The authors used these new insights to systematically test which of these protein-encoding genes affected a large range of diseases. They discovered more than 1,800 examples in which more than one disease was driven by variations in an individual gene and its protein products. What emerged was a network-like structure of human diseases, because many of the genes connected a range of seemingly diverse as well as related conditions in different tissues. This provides strong evidence that the respective protein is the origin, and points to new potential strategies for treatment.
Dr. Langenberg explained: "An extreme example we discovered of how one protein can be connected to several diseases is the protein Fibulin-3, which we connected to 37 conditions, including hypermobility, hernias, varicose veins, and a lower risk of carpal tunnel syndrome. A likely explanation is atypical formation of elastic fibers covering our organs and joints, leading to differences in elasticity of soft and connective tissues. This is also in line with features that others have observed in mice where this gene was deleted."
Dr. Maik Pietzner, a researcher at the MRC Epidemiology Unit and co-lead author of the study, added: "Using our genome as the basis was key to the success of this study. Because we know that most of the proteins detected in blood have their origin in cells from other tissues, we integrated different biological layers, like gene expression, to enable us to trace proteins back to disease-relevant tissues. For example, we found that higher activity of the enzyme bile salt sulfotransferase was associated with an increased risk of gall stones through a liver specific mechanism. We linked around 900 proteins to their tissue of origin in this way."
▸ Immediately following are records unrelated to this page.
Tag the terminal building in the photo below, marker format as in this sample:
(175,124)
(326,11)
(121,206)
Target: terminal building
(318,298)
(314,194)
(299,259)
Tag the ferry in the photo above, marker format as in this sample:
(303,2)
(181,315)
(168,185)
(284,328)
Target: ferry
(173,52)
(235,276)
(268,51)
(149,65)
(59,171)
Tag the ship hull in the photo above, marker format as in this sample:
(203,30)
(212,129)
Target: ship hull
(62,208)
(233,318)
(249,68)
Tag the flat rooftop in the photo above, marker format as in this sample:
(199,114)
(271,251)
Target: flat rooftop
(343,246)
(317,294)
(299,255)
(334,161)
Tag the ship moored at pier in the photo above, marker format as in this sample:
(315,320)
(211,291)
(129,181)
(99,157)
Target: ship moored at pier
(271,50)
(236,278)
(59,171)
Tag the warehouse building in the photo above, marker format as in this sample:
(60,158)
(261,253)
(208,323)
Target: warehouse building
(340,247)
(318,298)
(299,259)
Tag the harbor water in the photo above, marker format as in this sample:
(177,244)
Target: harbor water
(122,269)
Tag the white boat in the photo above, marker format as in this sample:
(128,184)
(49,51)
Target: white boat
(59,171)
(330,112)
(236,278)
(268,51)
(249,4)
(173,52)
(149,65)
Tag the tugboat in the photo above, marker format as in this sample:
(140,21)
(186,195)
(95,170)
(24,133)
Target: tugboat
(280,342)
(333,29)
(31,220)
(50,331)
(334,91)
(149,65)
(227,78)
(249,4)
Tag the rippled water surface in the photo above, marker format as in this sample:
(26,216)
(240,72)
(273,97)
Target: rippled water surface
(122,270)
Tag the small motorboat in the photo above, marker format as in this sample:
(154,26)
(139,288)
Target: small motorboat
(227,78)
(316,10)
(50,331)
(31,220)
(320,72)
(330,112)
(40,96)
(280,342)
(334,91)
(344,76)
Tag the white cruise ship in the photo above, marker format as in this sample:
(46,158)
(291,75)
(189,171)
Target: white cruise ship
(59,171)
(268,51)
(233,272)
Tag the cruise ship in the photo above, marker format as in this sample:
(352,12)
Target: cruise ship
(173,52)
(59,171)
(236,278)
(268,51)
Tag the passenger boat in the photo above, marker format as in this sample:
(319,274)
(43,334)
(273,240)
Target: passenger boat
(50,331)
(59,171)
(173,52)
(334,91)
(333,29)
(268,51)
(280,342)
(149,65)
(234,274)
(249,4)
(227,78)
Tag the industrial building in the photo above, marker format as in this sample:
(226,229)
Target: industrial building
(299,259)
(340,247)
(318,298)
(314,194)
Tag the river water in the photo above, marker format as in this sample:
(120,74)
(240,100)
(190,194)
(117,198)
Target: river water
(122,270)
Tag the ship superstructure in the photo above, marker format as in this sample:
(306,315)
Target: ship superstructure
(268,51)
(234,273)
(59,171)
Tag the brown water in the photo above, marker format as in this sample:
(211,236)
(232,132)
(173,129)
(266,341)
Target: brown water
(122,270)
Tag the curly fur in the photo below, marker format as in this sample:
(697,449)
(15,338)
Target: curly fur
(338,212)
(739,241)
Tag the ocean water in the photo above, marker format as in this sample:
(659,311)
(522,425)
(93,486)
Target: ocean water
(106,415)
In collaboration with colleagues at the Helmholtz Centre in Munich, Germany, the authors have developed a bespoke web application (www.omicscience.org) to enable immediate dissemination of the results, and allow researchers worldwide to dive deeply into information on genes, proteins and diseases they are most interested in.
Dr. Eleanor Wheeler, also at the MRC Epidemiology Unit and co-lead author of the study, concluded: "For most genomic regions associated with disease risk, the underlying causal gene and mechanism are not known. Our work demonstrates the distinctive value of proteins to zoom in on the causal gene for a disease and helps us to understand the mechanism through which genetic variation can cause disease. We envisage that the large amount of information we are sharing with the scientific community will help ongoing and emerging efforts to connect genes to diseases more directly via the encoded protein, thus facilitating accelerated identification of drug targets."